No iban a necesitar el coche, añadió cuando Barbara buscó las llaves en su bolso deformado. Emily vivía en lo alto de la calle, donde Martello Road se transformaba en Crescent.

Tardaron menos de cinco minutos en llegar andando, al paso rápido que Emily impuso. Su casa se alzaba casi al final de Crescent. Era la última de una hilera de nueve viviendas que parecían estar en diversas fases de renovación o decadencia. La de Emily pertenecía al último grupo. Tres pisos de andamios la cubrían.

– Tendrás que perdonar el desorden. -Emily subió los ocho peldaños frontales agrietados, hasta llegar a un porche poco profundo, cuyas paredes eran de losas eduardianas astilladas-. Quedará de maravilla cuando esté terminado, pero ahora el principal problema es encontrar tiempo para trabajar en él. -Abrió con el hombro una puerta principal cuya pintura estaba descascarillada-. Por aquí -indicó, y se internó por un asfixiante pasillo que olía a serrín y trementina-. Es la única parte que he conseguido mantener en condiciones mínimamente habitables.

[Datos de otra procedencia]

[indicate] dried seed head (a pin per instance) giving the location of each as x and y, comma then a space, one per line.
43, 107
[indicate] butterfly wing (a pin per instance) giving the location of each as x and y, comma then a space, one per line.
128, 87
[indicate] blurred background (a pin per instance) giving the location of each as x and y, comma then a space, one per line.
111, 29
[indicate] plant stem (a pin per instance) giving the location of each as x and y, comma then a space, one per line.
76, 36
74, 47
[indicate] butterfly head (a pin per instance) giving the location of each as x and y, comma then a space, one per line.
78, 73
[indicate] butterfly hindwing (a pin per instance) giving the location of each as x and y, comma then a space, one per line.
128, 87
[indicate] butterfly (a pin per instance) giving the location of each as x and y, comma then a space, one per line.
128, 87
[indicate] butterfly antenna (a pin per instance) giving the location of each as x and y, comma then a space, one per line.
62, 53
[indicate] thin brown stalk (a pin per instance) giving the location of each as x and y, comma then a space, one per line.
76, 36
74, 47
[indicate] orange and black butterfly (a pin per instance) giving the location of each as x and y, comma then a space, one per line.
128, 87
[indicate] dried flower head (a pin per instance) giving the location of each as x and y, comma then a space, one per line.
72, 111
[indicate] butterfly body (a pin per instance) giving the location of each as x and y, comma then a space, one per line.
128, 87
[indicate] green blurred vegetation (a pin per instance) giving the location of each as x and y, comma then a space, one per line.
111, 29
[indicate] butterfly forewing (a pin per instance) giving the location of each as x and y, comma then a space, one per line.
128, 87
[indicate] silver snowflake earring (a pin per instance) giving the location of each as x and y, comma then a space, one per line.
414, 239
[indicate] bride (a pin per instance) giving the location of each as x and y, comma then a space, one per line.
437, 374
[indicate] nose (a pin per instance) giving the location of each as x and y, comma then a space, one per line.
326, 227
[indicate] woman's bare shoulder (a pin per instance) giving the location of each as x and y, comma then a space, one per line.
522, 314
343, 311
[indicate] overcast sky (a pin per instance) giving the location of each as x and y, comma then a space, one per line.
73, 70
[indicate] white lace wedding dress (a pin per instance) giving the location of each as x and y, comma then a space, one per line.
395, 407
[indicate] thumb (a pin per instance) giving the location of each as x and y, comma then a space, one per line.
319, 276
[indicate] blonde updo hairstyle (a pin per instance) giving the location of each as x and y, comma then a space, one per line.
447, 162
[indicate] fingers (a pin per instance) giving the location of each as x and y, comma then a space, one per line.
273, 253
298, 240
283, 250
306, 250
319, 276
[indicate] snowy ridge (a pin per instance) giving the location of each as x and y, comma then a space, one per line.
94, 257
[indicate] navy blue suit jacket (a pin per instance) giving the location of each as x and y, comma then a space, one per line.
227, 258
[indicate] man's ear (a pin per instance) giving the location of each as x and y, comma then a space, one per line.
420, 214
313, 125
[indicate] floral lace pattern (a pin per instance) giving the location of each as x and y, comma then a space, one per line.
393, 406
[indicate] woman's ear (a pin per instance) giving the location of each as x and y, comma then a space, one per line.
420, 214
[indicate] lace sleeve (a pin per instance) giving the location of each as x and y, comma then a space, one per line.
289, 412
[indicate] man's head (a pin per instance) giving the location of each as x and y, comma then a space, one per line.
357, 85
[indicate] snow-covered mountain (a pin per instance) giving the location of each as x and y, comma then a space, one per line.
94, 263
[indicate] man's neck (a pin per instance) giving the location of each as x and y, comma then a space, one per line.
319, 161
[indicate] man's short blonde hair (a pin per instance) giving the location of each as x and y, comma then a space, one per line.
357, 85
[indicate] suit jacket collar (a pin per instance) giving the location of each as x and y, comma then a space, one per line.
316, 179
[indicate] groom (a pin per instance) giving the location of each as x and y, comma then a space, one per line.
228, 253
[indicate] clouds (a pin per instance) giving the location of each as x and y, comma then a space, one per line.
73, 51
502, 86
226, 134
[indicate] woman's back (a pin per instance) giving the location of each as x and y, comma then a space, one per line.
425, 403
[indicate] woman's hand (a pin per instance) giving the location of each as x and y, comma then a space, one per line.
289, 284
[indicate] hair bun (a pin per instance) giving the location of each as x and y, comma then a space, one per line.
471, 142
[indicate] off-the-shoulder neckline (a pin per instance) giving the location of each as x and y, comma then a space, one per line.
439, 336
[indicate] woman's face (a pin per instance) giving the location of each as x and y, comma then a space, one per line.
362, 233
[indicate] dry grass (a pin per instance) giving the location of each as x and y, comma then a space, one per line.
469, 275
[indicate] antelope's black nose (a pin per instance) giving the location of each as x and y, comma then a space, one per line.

Si Barbara había abrigado alguna esperanza de pasar la noche en casa de Emily, la enterró cuando vio qué era «por aquí». Daba la impresión de que Emily vivía en una cocina sin ventilación. Una habitación del tamaño de un aparador, que contenía una nevera, un camping gas, el fregadero y encimeras de rigor. Además de estos aditamentos, típicos de una cocina, embutidas en la estancia había una cama plegable, una mesa, dos sillas plegables de metal y una bañera antigua, de las que se utilizaban en los tiempos anteriores a los sistemas de cañerías actuales. Barbara no quiso preguntar dónde estaba el retrete.

Una sola bombilla desnuda que colgaba del techo proporcionaba iluminación, si bien una linterna y un ejemplar de Breve historia del tiempo, al lado de la cama, indicaban que Emily se distraía leyendo (si es que la astrofísica podía calificarse de lectura distraída) en la cama. La cama consistía en un saco de dormir y una almohada rolliza, cuya funda estaba decorada con Snoopy y Woodstock volando en la Primera Guerra Mundial sobre los campos de Francia.